|Mario Draghi, the ECB president, has taken new measures to slow down the risks to the eurozone economy [Reuters]
The European Central Bank (ECB) has offered a massive cash injection by offering three year loans to banks in an attempt to inject investor confidence in the eurozone.
European banks have the first of two opportunities to get the three-year money on Wednesday, as the ECB hopes to sell up to $590bn worth of loans.
"If the banks form a kind of cartel and extend that help to the governments, the ECB might be helping sovereigns indirectly"
- Christian Schulz,
Berenberg Bank's senior economist
It is the ECB's latest and most dramatic attempt so far to help banks bolster their finances.

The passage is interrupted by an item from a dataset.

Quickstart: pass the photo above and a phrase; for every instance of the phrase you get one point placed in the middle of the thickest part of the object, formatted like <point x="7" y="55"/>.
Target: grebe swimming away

The move is intended to minimise the chances of banks responding to the current eurozone turmoil by slamming the brakes on lending.
As announced by ECB chief Mario Draghi last week, the central bank is launching its first-ever 36-month refinancing operation, which will effectively take as much funds as banks want available at just 1.0 per cent for a three-year period.
Already 14 Italian banks, including top lenders UniCredit and Intesa Sanpaolo, have listed a total of $50.2bn of state-backed bonds to be used as collateral for the ECB new funds.
Most market analysts welcome the decision, Christian Schulz, Berenberg Bank's senior economist, says, "In contrast to previous long-term financing operations which have seen only modest demand, recently, the brand-new three-year operation was different because it would introduce longer-term funding certainty".
"But it does take this role very seriously for the banks. If the banks form a kind of cartel and extend that help to the governments, the ECB might be helping sovereigns indirectly," Schulz said.
Mountains of debt
However, analysts are not sure if banks will go on to use the money in this way.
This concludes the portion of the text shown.